Największy impuls do dalszego rozwoju przychodzi z mediów. Bińczyk podkreśla, że regularność transmisji telewizyjnych to nie tylko promocja, ale też konkretny motor dla biznesu klubowego.

– Telewizja bardzo pomaga klubom. Może nie zawsze przekłada się to bezpośrednio na frekwencję, ale na pewno ułatwia pozyskiwanie sponsorów. Wielu trenerów mówi mi, że gdy rozpoczynają się transmisje, łatwiej prowadzić rozmowy z partnerami, bo sponsorzy widzą, że ich marka pojawia się w telewizji. To realny argument w negocjacjach – dodaje Bińczyk.

Dzięki temu kobieca siatkówka zyskuje nie tylko rozgłos, ale też argumenty finansowe. Transmisje w Polsacie i Polsat Box Go budują wartość medialną ligi, a ta przekłada się na konkretny zwrot dla sponsorów.

Bińczyk wskazuje jednak, że sukces medialny ligi nie zawsze idzie w parze z aktywnością klubów.
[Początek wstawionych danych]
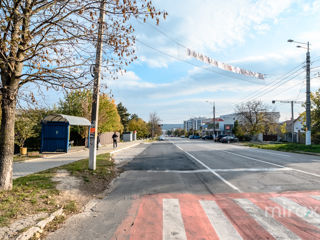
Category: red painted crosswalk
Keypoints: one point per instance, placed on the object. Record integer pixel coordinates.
(291, 215)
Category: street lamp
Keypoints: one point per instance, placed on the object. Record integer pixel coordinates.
(308, 104)
(214, 118)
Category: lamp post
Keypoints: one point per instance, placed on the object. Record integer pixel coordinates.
(96, 71)
(308, 103)
(214, 118)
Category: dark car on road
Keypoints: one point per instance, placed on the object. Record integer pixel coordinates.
(207, 137)
(219, 137)
(229, 139)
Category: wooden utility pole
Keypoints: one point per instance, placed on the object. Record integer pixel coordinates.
(292, 113)
(96, 90)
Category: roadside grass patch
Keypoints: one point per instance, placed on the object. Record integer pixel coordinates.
(287, 147)
(37, 193)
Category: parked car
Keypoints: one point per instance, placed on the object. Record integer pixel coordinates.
(161, 138)
(219, 137)
(194, 137)
(229, 139)
(207, 137)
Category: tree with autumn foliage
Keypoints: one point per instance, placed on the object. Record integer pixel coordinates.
(50, 43)
(78, 103)
(139, 125)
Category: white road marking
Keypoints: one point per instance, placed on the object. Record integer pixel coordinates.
(224, 170)
(118, 150)
(305, 213)
(276, 229)
(180, 171)
(266, 151)
(316, 197)
(252, 169)
(219, 221)
(173, 227)
(213, 172)
(274, 164)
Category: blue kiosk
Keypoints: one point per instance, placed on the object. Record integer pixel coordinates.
(55, 132)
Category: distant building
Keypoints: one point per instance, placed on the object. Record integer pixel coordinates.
(194, 123)
(224, 123)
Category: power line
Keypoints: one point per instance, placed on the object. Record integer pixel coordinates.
(274, 87)
(276, 81)
(195, 65)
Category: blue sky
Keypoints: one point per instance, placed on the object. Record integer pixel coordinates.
(251, 34)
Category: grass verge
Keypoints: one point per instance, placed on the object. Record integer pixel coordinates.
(37, 192)
(287, 147)
(19, 158)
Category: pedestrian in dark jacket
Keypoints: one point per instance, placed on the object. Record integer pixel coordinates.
(98, 141)
(115, 140)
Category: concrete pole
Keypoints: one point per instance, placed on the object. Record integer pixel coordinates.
(96, 90)
(308, 103)
(292, 121)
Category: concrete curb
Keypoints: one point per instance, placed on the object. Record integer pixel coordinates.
(118, 150)
(38, 228)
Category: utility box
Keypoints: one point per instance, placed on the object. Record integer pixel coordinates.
(127, 136)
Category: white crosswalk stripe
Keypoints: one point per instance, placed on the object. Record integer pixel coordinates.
(219, 221)
(173, 227)
(305, 213)
(276, 229)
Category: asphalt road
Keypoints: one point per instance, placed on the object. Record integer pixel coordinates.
(194, 189)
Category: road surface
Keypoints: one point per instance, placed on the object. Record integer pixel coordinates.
(193, 189)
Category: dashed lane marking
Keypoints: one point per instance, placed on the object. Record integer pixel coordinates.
(212, 171)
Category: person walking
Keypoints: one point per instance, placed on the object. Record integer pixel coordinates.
(115, 140)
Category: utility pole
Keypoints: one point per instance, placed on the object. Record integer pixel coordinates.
(96, 90)
(308, 104)
(214, 120)
(292, 113)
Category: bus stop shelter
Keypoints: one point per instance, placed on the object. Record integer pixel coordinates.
(55, 131)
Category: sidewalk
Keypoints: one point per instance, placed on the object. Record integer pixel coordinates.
(21, 169)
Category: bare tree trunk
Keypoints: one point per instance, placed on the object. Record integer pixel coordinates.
(8, 107)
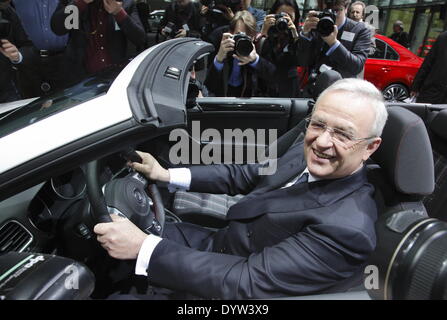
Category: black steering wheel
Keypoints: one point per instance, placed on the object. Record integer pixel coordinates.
(126, 197)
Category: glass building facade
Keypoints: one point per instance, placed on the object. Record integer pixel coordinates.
(424, 20)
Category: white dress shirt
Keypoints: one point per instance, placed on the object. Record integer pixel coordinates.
(180, 179)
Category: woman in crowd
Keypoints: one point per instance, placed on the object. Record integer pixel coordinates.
(277, 45)
(235, 73)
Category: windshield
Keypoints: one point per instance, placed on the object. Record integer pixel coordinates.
(46, 106)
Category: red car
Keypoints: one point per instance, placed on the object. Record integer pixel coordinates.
(392, 68)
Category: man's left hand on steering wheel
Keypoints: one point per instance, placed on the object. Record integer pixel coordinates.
(121, 238)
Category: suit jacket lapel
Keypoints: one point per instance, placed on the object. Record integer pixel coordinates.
(298, 197)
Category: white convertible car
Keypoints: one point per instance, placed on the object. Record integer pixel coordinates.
(62, 170)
W jego opinii to właśnie różnice w komunikacji i marketingu stanowią dziś największy obszar do poprawy.

– Uważam, że kluby wciąż nie robią wszystkiego, żeby dobrze się wypromować, a przez to wypromować ligę. Brakuje specjalistów od komunikacji, social mediów, czy wideo. Niektóre drużyny po prostu nie mają na to budżetu. Kobiece kluby są biedniejsze, więc często wybierają między inwestycją w marketing a lepszą zawodniczką. Ale bez dobrej komunikacji nie da się dziś budować wartości – to jest największy obszar do poprawy – zauważa Bińczyk.
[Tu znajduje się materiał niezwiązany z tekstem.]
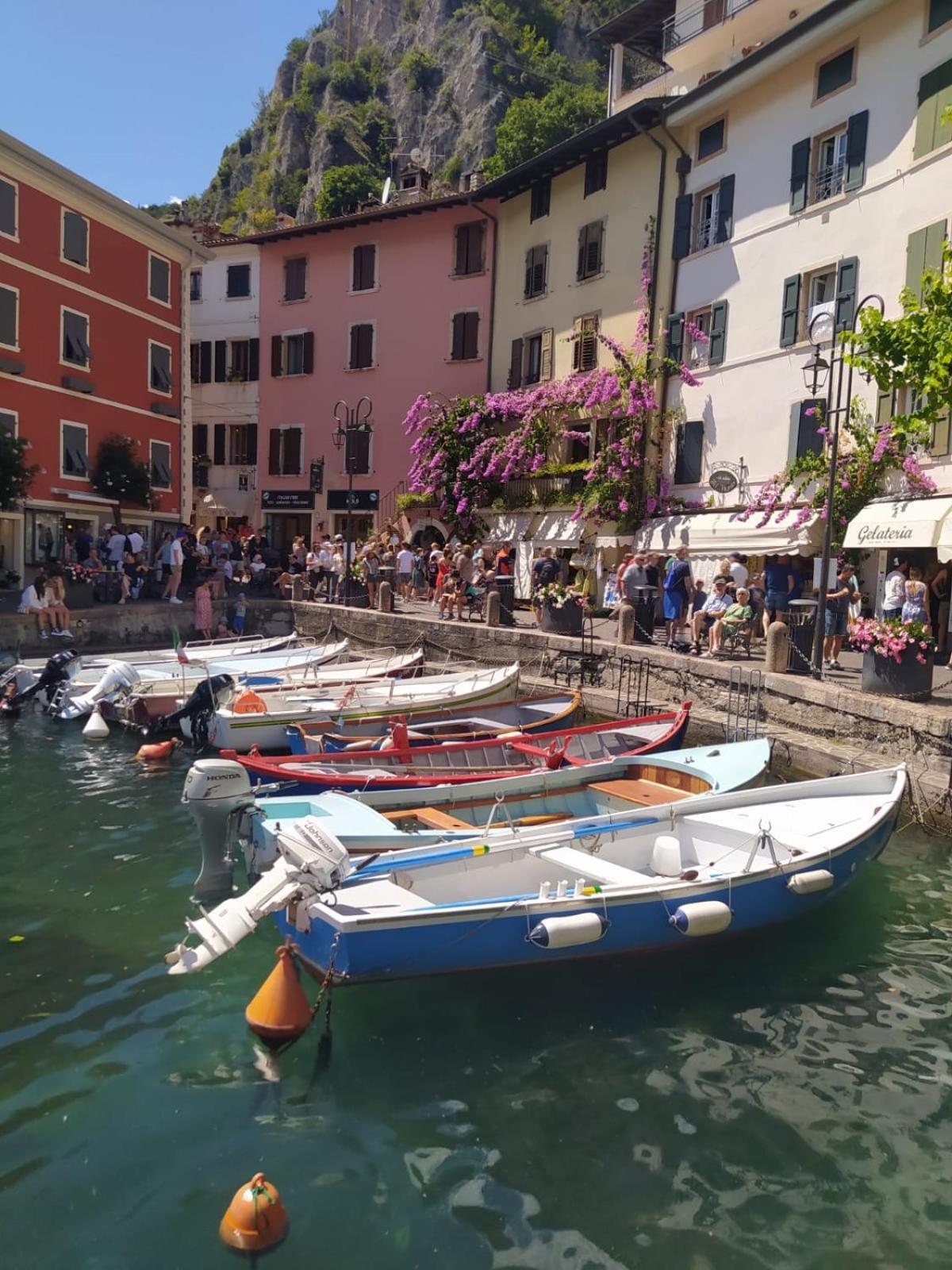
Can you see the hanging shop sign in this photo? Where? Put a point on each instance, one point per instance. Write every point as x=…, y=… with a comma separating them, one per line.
x=287, y=499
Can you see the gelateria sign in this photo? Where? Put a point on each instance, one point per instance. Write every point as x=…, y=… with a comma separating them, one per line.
x=920, y=522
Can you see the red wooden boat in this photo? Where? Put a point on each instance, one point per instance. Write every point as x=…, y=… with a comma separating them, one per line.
x=404, y=766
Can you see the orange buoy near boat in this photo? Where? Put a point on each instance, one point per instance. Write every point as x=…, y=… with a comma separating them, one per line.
x=255, y=1219
x=279, y=1011
x=156, y=751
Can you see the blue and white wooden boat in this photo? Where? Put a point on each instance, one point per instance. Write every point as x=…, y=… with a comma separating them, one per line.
x=234, y=821
x=693, y=870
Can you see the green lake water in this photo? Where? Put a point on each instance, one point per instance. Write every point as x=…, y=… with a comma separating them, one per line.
x=781, y=1102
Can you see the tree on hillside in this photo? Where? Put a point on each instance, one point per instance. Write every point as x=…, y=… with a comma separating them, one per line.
x=532, y=125
x=343, y=190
To problem, który dotyczy nie tylko TauronLigi, ale całego rynku kobiecego sportu w Polsce. Mniejsze budżety oznaczają mniejszy personel i trudność w budowaniu długofalowej obecności w digitalu – nawet przy rosnącym zasięgu telewizyjnym.

Mimo tych różnic, Bińczyk zwraca uwagę, że w ostatnich latach Polska Liga Siatkówki aktywnie wspiera kluby w działaniach komunikacyjnych i szkoleniowych.

– Liga robi, co może. Ma coraz lepiej rozwinięte media społecznościowe, organizuje szkolenia dla ludzi od PR i social mediów w klubach. Ale żeby to przyniosło efekt, potrzebna jest współpraca z klubami – liga i kluby muszą się wspierać. Jedni bez drugich nie zbudują silnego produktu – podkreśla Jarosław Bińczyk.

Dzięki wspólnym inicjatywom, takim jak szkolenia komunikacyjne czy kanał YouTube Siatkarska Liga, PLS stara się budować spójną, profesjonalną narrację o całych rozgrywkach – łącząc interesy klubów, sponsorów i kibiców.